Step 1: Make it
What is it?
Use the micro:bit's accelerometer and radio features to make a prototype of a device to help scientists track polar bears or other animals and discover how they are being affected by climate change.
This project is part of a series created to offer problem-solving and prototyping activities designed to explore technology as a solution to the challenges of the Global Goals for Sustainable Development.
What you'll learn
- How to make a prototype for a larger project
- How radio communication between electronic devices can be used for scientific study
How it works
- This program uses the micro:bit's radio feature to make a prototype for tracking the movements of an animal. You can use in the MakeCode simulator or flash the code on to 2 or more micro:bits. One would be attached to the animal, the other would be used by the scientist as a receiver.
- First, it sets the radio group to 7. Groups are like channels, so make sure both your micro:bits are using the same group.
- If several of you are making this project in pairs, make sure each pair uses a unique radio group number. You can pick any group number you like from 0-255.
- It takes readings from the built-in accelerometer and transmits them by radio.
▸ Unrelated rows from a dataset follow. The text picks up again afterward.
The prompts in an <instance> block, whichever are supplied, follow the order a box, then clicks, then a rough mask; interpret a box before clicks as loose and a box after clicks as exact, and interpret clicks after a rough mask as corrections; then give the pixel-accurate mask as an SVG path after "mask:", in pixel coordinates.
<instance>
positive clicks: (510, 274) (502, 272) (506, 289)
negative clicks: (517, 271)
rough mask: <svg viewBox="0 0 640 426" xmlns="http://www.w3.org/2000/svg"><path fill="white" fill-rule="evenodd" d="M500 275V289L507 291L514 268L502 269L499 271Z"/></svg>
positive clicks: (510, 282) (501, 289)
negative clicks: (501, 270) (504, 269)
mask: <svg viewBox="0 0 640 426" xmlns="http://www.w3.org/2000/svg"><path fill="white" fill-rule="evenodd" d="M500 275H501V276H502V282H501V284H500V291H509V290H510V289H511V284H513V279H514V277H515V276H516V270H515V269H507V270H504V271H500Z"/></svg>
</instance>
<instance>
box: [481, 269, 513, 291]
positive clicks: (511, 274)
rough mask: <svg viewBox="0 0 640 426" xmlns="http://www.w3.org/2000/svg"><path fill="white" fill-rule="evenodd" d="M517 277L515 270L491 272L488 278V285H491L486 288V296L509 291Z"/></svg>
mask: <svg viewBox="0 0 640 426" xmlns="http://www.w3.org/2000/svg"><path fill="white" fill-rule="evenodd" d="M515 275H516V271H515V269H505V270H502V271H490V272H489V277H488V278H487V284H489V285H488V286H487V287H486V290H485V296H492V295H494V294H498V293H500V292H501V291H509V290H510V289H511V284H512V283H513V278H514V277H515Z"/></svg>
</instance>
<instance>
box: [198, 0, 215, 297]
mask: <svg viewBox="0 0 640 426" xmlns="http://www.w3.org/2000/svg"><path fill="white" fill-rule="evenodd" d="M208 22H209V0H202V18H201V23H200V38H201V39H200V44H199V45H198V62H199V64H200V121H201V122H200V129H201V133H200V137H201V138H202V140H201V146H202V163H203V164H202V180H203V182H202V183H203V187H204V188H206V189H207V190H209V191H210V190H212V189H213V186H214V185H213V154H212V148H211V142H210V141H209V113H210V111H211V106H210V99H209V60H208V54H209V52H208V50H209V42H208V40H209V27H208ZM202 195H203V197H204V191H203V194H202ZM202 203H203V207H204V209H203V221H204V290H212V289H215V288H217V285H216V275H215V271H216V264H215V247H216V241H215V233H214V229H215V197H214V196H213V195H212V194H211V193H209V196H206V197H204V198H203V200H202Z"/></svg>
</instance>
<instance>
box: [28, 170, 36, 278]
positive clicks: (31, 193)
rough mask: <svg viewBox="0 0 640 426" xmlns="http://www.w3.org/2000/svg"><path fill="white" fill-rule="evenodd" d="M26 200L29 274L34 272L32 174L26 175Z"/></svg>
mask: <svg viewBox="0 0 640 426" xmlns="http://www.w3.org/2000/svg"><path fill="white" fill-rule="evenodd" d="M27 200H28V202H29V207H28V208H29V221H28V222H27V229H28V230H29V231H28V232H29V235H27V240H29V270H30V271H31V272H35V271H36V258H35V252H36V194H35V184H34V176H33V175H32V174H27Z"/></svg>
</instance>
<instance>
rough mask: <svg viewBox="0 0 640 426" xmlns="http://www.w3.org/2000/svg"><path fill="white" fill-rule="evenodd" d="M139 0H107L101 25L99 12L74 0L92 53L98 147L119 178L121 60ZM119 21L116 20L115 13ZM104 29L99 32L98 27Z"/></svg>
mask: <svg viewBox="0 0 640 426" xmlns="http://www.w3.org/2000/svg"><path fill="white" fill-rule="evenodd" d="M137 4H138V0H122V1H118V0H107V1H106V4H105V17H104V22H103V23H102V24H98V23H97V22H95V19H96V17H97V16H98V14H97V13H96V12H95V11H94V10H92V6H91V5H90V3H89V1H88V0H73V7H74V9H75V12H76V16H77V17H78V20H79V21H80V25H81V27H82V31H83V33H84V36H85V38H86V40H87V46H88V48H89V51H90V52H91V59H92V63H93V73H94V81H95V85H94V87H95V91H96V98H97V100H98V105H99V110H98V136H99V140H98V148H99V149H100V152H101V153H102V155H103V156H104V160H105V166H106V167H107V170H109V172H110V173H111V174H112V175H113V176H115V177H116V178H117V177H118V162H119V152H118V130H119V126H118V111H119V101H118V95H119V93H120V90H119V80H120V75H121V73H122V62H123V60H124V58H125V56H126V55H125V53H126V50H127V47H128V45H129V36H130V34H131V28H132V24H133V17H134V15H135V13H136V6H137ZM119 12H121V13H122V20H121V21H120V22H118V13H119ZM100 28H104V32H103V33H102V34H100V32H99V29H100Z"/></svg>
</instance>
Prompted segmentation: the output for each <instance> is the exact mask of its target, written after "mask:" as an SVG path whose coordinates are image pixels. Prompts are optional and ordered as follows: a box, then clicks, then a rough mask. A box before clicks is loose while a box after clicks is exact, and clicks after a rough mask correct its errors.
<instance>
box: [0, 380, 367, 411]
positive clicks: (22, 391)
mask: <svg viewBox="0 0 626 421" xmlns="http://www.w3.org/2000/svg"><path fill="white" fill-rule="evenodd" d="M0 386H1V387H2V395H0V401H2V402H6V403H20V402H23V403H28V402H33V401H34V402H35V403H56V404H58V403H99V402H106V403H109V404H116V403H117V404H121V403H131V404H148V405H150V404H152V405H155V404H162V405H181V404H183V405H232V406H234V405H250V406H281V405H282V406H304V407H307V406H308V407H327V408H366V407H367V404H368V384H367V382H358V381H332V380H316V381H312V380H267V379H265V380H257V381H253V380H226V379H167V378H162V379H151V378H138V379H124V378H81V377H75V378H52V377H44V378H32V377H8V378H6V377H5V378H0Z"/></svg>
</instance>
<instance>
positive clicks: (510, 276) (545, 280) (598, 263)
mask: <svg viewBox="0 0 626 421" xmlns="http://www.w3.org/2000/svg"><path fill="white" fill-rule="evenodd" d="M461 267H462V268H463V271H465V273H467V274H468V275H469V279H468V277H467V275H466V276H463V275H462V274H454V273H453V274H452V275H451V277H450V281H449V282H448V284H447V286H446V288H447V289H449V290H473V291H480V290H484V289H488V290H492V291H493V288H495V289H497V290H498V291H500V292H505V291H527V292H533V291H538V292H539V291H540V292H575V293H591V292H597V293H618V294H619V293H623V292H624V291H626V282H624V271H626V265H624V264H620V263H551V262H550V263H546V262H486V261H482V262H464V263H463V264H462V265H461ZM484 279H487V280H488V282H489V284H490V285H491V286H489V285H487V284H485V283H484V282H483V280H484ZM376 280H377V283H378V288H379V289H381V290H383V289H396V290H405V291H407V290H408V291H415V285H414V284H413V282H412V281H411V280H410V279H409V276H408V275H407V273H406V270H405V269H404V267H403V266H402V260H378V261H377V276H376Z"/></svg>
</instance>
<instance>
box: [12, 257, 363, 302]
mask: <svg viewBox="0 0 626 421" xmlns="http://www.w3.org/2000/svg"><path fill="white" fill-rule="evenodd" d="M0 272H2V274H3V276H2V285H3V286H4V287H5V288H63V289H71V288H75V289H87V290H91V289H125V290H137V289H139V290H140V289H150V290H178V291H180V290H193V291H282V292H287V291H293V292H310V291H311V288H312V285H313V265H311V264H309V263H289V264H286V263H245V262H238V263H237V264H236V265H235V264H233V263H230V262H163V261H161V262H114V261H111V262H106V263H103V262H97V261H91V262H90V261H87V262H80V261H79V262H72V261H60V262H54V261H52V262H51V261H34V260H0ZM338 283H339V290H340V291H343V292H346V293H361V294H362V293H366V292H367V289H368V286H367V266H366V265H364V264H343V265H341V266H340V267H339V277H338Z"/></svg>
- The receiver shows the accelerometer readings on the LED display. Larger numbers mean quicker movements. You can use these numbers to make inferences about an animal's behaviour, for example if it's looking for food, a new habitat or staying in one place to make a home.
What you need
- 2 micro:bits (or MakeCode simulator)
- MakeCode or Python editor
- battery pack (optional)
Step 2: Code it
Step 3: Improve it
- This program measures movement in the Y-axis. The micro:bit's accelerometer can measure forces in other directions, and also give an overall reading of strength. Experiment using different axis measurements to see which works best.
- Depending on the axis you measure and how you attach the sensor micro:bit, you may notice readings even when the animal is still. This is because of the Earth's gravity, which the micro:bit can also measure! How would you make sure this doesn't affect your readings?
- What other sensors on the micro:bit could you use to transmit data about an animal?